Mariano & the whales
The expedition starts at six o’clock in the morning and we sail across Banderas Bay, Nayarit, Mexico, in search of the “Megaptera novaeangliae”, better known as the humpback whale.
We want to see this cetacean that descends from Alaska to the warm waters of Jalisco and Nayarit between December and March, although the humpback whale is found in various parts of the world.
Our captain is Mariano, a talkative fisherman from Las Animas, who proudly boasts of having learned English because as a child he was frustrated at not being able to communicate with strangers who arrived.
Today Mariano is 55 years old, he moves the helm of “Sarita”, speaks English and is a humble captain who found his life’s passion in the sea.
Almost two hours have passed since we left the mainland and there is no sign of whales. I begin to think that once again I will be left with the desire to observe this enormous mammal that can measure up to 16 metres and can weigh 36,000 kilos.

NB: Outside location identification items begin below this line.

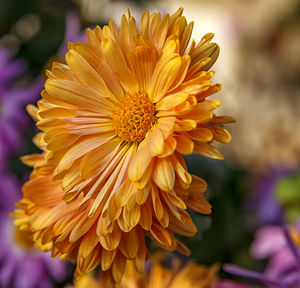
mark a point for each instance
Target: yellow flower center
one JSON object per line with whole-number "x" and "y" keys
{"x": 133, "y": 117}
{"x": 23, "y": 238}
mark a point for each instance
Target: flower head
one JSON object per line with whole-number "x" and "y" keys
{"x": 191, "y": 275}
{"x": 115, "y": 120}
{"x": 21, "y": 264}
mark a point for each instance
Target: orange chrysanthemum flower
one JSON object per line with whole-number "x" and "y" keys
{"x": 115, "y": 122}
{"x": 190, "y": 276}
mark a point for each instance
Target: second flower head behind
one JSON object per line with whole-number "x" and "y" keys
{"x": 115, "y": 120}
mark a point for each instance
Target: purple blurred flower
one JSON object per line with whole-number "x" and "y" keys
{"x": 263, "y": 202}
{"x": 283, "y": 269}
{"x": 12, "y": 101}
{"x": 73, "y": 33}
{"x": 22, "y": 266}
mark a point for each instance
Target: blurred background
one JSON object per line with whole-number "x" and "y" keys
{"x": 254, "y": 190}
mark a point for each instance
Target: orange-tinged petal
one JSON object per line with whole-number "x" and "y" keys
{"x": 155, "y": 141}
{"x": 141, "y": 160}
{"x": 184, "y": 144}
{"x": 208, "y": 150}
{"x": 163, "y": 174}
{"x": 163, "y": 76}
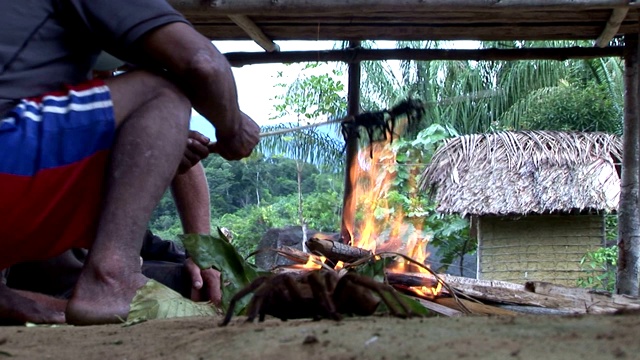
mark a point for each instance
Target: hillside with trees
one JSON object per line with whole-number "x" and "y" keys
{"x": 296, "y": 178}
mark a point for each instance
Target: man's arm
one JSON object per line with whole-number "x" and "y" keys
{"x": 205, "y": 76}
{"x": 191, "y": 195}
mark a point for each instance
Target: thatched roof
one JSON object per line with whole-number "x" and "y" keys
{"x": 525, "y": 172}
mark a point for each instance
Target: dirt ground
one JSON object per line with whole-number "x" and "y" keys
{"x": 478, "y": 337}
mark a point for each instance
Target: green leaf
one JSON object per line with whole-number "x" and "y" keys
{"x": 215, "y": 251}
{"x": 156, "y": 301}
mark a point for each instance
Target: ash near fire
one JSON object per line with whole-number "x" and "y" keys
{"x": 381, "y": 125}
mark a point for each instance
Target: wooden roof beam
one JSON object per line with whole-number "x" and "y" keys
{"x": 613, "y": 25}
{"x": 239, "y": 59}
{"x": 254, "y": 32}
{"x": 262, "y": 7}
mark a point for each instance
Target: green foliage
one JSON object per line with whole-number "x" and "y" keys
{"x": 572, "y": 108}
{"x": 312, "y": 96}
{"x": 215, "y": 251}
{"x": 600, "y": 269}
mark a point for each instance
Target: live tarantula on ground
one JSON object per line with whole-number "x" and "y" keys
{"x": 316, "y": 294}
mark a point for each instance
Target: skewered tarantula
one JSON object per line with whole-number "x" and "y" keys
{"x": 316, "y": 294}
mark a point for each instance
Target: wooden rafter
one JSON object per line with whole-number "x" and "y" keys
{"x": 332, "y": 6}
{"x": 349, "y": 55}
{"x": 613, "y": 25}
{"x": 255, "y": 32}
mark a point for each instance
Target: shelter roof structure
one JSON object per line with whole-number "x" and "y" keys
{"x": 269, "y": 20}
{"x": 525, "y": 172}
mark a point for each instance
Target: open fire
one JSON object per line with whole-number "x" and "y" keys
{"x": 382, "y": 226}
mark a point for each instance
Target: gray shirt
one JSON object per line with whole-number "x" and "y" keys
{"x": 45, "y": 44}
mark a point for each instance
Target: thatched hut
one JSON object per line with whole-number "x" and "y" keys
{"x": 536, "y": 198}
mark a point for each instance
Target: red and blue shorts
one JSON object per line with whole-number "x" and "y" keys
{"x": 54, "y": 151}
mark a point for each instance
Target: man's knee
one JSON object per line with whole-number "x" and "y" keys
{"x": 142, "y": 90}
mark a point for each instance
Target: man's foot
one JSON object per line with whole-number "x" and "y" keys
{"x": 102, "y": 300}
{"x": 18, "y": 309}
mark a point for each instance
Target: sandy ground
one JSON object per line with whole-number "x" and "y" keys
{"x": 477, "y": 337}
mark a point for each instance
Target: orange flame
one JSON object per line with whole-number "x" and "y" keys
{"x": 374, "y": 173}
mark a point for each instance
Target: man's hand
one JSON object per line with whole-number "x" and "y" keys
{"x": 209, "y": 279}
{"x": 195, "y": 151}
{"x": 239, "y": 143}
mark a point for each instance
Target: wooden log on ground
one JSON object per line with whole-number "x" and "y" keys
{"x": 594, "y": 302}
{"x": 439, "y": 309}
{"x": 509, "y": 293}
{"x": 336, "y": 251}
{"x": 474, "y": 307}
{"x": 411, "y": 279}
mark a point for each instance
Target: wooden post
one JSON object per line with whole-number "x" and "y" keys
{"x": 628, "y": 213}
{"x": 349, "y": 203}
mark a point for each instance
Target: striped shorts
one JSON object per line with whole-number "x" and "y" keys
{"x": 54, "y": 151}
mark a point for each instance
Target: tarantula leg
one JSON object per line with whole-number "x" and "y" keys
{"x": 239, "y": 295}
{"x": 380, "y": 289}
{"x": 321, "y": 294}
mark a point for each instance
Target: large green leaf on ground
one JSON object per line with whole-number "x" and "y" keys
{"x": 217, "y": 252}
{"x": 156, "y": 301}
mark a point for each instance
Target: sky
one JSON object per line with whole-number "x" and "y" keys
{"x": 257, "y": 83}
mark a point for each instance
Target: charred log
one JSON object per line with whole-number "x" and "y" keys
{"x": 335, "y": 251}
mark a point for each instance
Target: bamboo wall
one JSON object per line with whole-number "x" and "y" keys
{"x": 537, "y": 248}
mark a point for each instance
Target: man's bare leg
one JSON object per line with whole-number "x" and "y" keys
{"x": 152, "y": 117}
{"x": 21, "y": 306}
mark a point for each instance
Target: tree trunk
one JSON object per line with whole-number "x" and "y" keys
{"x": 303, "y": 224}
{"x": 628, "y": 214}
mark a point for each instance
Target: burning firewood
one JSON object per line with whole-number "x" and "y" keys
{"x": 335, "y": 251}
{"x": 410, "y": 280}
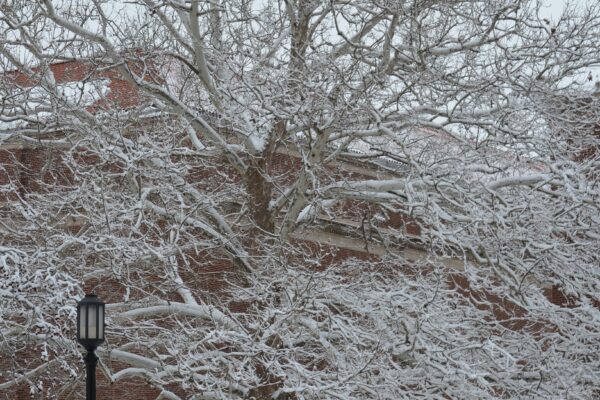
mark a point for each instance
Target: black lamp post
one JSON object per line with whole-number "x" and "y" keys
{"x": 90, "y": 333}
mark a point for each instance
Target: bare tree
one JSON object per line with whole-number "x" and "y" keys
{"x": 456, "y": 141}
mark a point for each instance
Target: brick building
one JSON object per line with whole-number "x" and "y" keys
{"x": 40, "y": 169}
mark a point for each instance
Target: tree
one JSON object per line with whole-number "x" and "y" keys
{"x": 472, "y": 121}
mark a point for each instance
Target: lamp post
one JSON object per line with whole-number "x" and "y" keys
{"x": 90, "y": 334}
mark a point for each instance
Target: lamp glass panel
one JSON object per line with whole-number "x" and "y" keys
{"x": 82, "y": 321}
{"x": 92, "y": 327}
{"x": 101, "y": 322}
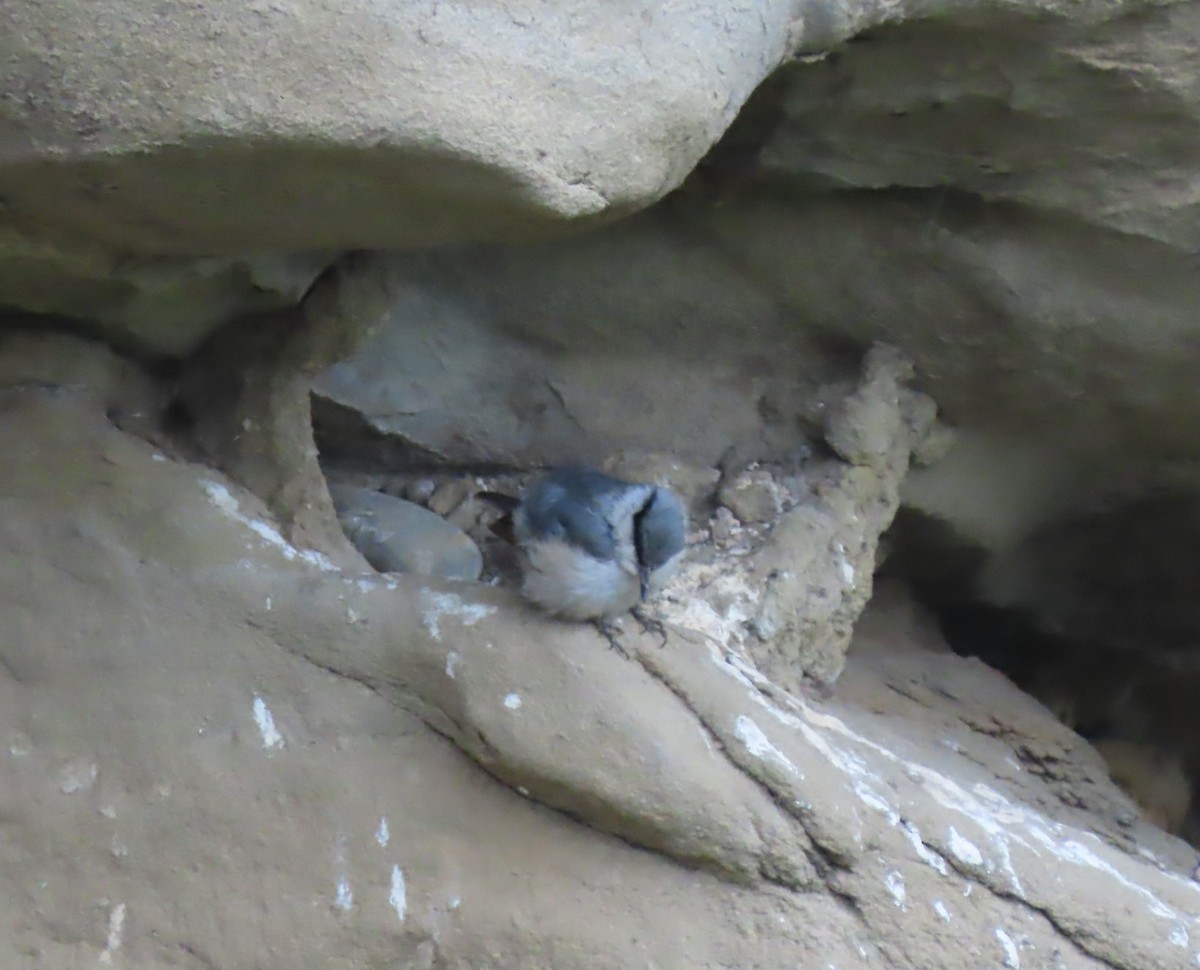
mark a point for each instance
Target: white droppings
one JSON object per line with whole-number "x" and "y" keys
{"x": 760, "y": 746}
{"x": 115, "y": 932}
{"x": 399, "y": 896}
{"x": 964, "y": 849}
{"x": 437, "y": 605}
{"x": 1012, "y": 954}
{"x": 271, "y": 737}
{"x": 844, "y": 564}
{"x": 78, "y": 777}
{"x": 220, "y": 496}
{"x": 1003, "y": 822}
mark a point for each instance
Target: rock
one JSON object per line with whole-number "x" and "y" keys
{"x": 790, "y": 593}
{"x": 754, "y": 496}
{"x": 323, "y": 750}
{"x": 450, "y": 495}
{"x": 723, "y": 527}
{"x": 1152, "y": 777}
{"x": 399, "y": 537}
{"x": 408, "y": 105}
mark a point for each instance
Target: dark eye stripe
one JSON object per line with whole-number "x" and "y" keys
{"x": 639, "y": 522}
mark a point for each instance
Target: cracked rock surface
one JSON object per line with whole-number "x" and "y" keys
{"x": 367, "y": 768}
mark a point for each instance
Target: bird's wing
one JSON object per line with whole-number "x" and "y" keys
{"x": 551, "y": 512}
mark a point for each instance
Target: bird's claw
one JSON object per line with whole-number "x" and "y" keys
{"x": 651, "y": 624}
{"x": 611, "y": 630}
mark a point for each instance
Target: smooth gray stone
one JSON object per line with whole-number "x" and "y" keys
{"x": 400, "y": 537}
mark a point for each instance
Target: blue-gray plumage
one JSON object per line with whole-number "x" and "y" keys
{"x": 594, "y": 545}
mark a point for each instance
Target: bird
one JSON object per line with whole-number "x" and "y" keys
{"x": 595, "y": 546}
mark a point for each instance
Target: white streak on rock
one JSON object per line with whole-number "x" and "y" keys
{"x": 437, "y": 605}
{"x": 760, "y": 746}
{"x": 220, "y": 496}
{"x": 115, "y": 932}
{"x": 965, "y": 850}
{"x": 271, "y": 737}
{"x": 399, "y": 894}
{"x": 1012, "y": 954}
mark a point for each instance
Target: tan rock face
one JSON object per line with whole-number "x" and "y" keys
{"x": 229, "y": 743}
{"x": 304, "y": 125}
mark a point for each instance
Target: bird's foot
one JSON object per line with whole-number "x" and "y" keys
{"x": 651, "y": 624}
{"x": 611, "y": 629}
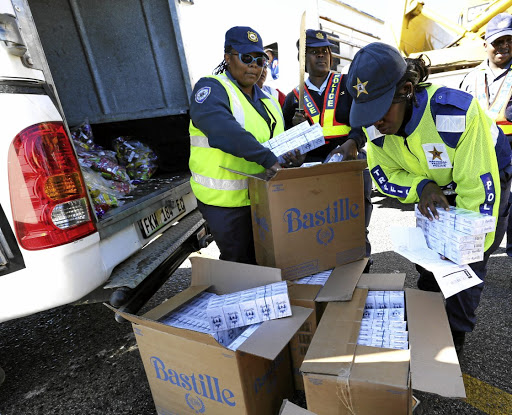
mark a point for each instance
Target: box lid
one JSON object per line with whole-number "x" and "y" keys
{"x": 343, "y": 280}
{"x": 288, "y": 408}
{"x": 273, "y": 336}
{"x": 434, "y": 364}
{"x": 225, "y": 276}
{"x": 317, "y": 170}
{"x": 333, "y": 354}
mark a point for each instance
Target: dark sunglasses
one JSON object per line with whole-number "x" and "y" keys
{"x": 261, "y": 61}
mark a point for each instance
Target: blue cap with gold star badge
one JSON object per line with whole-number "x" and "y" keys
{"x": 244, "y": 40}
{"x": 371, "y": 81}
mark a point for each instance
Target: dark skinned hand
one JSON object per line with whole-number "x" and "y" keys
{"x": 271, "y": 171}
{"x": 347, "y": 149}
{"x": 298, "y": 117}
{"x": 293, "y": 159}
{"x": 432, "y": 198}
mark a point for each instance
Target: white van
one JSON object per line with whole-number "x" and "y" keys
{"x": 118, "y": 65}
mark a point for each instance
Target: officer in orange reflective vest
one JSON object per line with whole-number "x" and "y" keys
{"x": 326, "y": 101}
{"x": 491, "y": 83}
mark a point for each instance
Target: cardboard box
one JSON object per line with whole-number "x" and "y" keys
{"x": 190, "y": 373}
{"x": 313, "y": 297}
{"x": 307, "y": 220}
{"x": 345, "y": 378}
{"x": 289, "y": 408}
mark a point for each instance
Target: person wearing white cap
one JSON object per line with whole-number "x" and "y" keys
{"x": 491, "y": 83}
{"x": 434, "y": 146}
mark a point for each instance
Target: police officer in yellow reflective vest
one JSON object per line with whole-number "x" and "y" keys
{"x": 491, "y": 83}
{"x": 327, "y": 102}
{"x": 230, "y": 118}
{"x": 426, "y": 142}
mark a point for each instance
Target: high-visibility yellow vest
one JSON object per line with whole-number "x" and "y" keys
{"x": 212, "y": 184}
{"x": 497, "y": 109}
{"x": 330, "y": 127}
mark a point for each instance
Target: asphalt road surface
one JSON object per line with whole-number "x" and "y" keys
{"x": 78, "y": 360}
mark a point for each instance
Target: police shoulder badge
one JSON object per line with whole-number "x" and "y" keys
{"x": 253, "y": 37}
{"x": 202, "y": 94}
{"x": 360, "y": 87}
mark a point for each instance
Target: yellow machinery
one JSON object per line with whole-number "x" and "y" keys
{"x": 450, "y": 46}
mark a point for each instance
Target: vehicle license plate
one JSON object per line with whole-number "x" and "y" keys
{"x": 161, "y": 217}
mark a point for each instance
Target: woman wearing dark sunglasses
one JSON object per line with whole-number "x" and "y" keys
{"x": 230, "y": 119}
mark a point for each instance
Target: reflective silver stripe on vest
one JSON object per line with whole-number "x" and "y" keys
{"x": 199, "y": 141}
{"x": 238, "y": 110}
{"x": 219, "y": 184}
{"x": 275, "y": 102}
{"x": 494, "y": 133}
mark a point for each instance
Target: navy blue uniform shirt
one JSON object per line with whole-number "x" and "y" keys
{"x": 341, "y": 115}
{"x": 212, "y": 115}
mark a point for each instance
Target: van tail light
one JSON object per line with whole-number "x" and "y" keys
{"x": 48, "y": 195}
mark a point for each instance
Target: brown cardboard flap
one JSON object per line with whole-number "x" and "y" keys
{"x": 434, "y": 364}
{"x": 342, "y": 282}
{"x": 297, "y": 173}
{"x": 227, "y": 277}
{"x": 174, "y": 302}
{"x": 273, "y": 336}
{"x": 332, "y": 349}
{"x": 288, "y": 408}
{"x": 385, "y": 282}
{"x": 382, "y": 366}
{"x": 155, "y": 325}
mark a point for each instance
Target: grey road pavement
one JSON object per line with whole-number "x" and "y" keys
{"x": 78, "y": 360}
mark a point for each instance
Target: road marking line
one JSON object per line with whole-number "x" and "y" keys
{"x": 487, "y": 398}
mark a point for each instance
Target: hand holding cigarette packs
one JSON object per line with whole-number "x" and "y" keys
{"x": 302, "y": 137}
{"x": 458, "y": 235}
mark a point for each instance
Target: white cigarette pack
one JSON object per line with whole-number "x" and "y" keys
{"x": 302, "y": 137}
{"x": 384, "y": 326}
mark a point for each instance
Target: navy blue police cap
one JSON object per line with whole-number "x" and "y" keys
{"x": 500, "y": 25}
{"x": 244, "y": 40}
{"x": 316, "y": 38}
{"x": 371, "y": 81}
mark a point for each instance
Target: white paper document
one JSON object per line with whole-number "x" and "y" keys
{"x": 452, "y": 278}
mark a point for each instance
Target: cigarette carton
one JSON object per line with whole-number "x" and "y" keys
{"x": 302, "y": 137}
{"x": 343, "y": 377}
{"x": 191, "y": 373}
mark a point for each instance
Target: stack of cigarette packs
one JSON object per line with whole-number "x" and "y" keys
{"x": 192, "y": 316}
{"x": 302, "y": 137}
{"x": 458, "y": 235}
{"x": 247, "y": 307}
{"x": 319, "y": 278}
{"x": 383, "y": 323}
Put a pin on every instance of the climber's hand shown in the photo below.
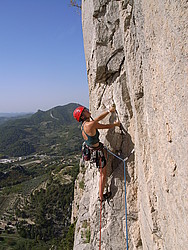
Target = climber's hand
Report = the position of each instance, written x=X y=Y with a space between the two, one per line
x=117 y=124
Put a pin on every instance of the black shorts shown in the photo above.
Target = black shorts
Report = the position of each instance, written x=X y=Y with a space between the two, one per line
x=98 y=156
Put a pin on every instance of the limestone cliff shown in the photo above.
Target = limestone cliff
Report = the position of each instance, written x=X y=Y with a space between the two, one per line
x=135 y=54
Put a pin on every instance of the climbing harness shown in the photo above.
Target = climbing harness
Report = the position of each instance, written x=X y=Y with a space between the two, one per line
x=94 y=154
x=124 y=163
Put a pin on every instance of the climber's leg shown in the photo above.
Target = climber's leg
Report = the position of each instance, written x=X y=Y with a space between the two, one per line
x=102 y=182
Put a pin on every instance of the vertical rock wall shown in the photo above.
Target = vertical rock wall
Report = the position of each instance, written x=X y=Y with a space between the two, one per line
x=136 y=58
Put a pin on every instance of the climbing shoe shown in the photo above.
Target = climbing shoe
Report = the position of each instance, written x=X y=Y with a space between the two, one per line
x=107 y=195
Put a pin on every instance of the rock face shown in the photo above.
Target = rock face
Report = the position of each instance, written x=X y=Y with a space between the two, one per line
x=136 y=58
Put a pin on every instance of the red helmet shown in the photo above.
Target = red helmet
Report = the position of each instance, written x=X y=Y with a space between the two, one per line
x=78 y=112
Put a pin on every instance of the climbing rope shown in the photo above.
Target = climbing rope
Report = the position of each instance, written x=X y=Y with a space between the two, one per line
x=100 y=212
x=124 y=163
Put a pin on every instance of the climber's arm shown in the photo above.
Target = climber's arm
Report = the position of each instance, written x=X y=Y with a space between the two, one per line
x=97 y=125
x=105 y=113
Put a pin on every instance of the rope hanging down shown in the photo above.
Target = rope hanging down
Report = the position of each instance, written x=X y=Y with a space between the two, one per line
x=124 y=163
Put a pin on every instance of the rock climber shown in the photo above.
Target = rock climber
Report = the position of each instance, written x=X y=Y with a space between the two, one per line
x=90 y=135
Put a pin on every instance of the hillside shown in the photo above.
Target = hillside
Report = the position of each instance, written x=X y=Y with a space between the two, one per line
x=37 y=179
x=52 y=132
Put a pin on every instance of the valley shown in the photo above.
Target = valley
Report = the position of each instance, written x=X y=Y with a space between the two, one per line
x=36 y=189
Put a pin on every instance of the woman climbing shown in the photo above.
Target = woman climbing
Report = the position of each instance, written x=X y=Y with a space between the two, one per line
x=90 y=134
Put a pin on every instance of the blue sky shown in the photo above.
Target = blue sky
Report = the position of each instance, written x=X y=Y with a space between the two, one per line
x=42 y=62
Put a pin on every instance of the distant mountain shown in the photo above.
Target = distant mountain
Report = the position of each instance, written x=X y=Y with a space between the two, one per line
x=9 y=115
x=4 y=117
x=54 y=132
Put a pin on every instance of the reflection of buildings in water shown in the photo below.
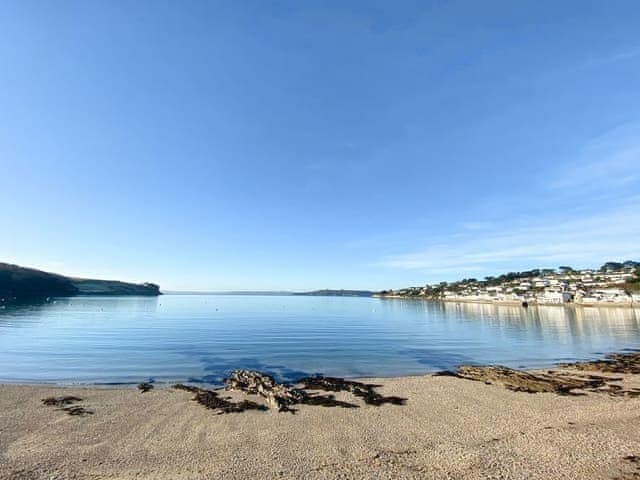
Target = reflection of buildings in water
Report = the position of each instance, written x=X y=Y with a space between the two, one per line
x=621 y=322
x=551 y=322
x=510 y=320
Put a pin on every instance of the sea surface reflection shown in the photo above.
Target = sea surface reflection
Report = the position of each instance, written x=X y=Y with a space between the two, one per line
x=201 y=338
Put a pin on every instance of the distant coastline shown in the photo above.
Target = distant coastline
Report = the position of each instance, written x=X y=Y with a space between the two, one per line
x=614 y=284
x=20 y=283
x=511 y=303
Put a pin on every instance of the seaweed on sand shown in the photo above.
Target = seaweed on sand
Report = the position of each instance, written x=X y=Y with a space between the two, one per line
x=363 y=390
x=211 y=400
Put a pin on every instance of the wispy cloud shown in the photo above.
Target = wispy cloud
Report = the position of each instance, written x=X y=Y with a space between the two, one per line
x=614 y=57
x=546 y=242
x=609 y=161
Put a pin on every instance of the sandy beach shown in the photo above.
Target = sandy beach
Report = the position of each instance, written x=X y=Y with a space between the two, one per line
x=450 y=428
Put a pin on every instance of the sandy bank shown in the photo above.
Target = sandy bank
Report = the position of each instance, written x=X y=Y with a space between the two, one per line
x=449 y=428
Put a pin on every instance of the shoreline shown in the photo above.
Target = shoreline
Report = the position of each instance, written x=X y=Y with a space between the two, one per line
x=446 y=427
x=509 y=303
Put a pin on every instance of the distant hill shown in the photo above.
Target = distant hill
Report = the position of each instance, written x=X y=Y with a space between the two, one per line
x=337 y=293
x=19 y=283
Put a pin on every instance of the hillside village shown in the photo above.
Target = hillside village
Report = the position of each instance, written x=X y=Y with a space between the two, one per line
x=613 y=284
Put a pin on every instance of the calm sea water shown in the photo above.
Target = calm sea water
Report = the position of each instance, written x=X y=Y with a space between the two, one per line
x=203 y=337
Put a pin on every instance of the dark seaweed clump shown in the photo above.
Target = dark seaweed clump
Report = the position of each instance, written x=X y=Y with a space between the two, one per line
x=363 y=390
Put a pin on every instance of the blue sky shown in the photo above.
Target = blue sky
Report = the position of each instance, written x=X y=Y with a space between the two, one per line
x=298 y=145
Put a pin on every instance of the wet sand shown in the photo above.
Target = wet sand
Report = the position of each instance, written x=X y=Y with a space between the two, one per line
x=450 y=428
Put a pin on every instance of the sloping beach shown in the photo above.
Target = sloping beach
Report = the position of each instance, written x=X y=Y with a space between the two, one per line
x=449 y=428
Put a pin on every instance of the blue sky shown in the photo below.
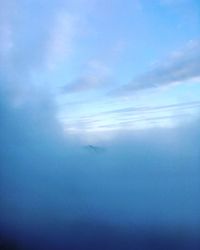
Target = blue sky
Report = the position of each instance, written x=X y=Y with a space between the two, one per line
x=99 y=121
x=94 y=57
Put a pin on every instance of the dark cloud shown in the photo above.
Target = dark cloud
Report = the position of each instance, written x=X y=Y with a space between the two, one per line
x=182 y=66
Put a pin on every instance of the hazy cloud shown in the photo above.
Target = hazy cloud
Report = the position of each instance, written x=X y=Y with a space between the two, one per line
x=181 y=66
x=96 y=75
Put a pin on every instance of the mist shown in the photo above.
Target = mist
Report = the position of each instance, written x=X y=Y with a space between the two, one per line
x=55 y=194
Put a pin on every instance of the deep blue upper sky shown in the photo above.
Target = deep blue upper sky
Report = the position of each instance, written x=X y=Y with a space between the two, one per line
x=108 y=65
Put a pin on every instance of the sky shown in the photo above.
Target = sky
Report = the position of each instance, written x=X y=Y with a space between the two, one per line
x=99 y=121
x=98 y=59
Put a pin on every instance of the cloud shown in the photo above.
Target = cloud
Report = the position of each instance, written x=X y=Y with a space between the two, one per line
x=133 y=118
x=97 y=75
x=179 y=67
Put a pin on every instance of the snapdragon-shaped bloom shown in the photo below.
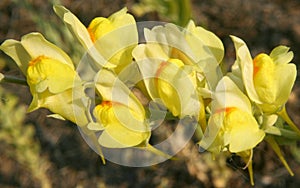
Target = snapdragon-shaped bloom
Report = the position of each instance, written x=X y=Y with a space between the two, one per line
x=170 y=81
x=109 y=41
x=268 y=79
x=50 y=74
x=120 y=114
x=232 y=125
x=174 y=63
x=193 y=45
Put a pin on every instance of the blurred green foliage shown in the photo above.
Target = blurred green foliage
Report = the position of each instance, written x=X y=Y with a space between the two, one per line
x=176 y=11
x=23 y=147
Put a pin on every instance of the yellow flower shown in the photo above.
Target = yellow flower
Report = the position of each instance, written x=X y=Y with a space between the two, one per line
x=268 y=79
x=120 y=115
x=109 y=41
x=53 y=82
x=231 y=125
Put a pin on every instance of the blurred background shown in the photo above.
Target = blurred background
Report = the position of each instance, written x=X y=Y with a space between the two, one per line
x=36 y=151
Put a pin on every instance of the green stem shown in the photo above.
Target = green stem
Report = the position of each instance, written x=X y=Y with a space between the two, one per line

Suddenly, Mariano shouts: “There she is!”
A pectoral fin hits the surface of the sea hard and elegantly a black silhouette with white dots emerges and soon attracts another one. It is a female whale and her calf, Don Mariano tells us.
Minutes later, a huge tail comes into view, a sign that the whale will go down to the depths and in less than ten minutes it will return to the surface to breathe. We wait and then watch it jump.
Curiously, the males emit a complex song that lasts ten to twenty minutes and repeats for hours. Scientifically, the purpose of the song is unclear, but it seems to play a role in mating.
“With so many radars on ships, cruise ships and motorboats, it is difficult for the whales to hear the song now, there is too much noise in the sea,” says Mariano with the certainty that comes with age.
That day we saw seven whales and one of my many dreams came true.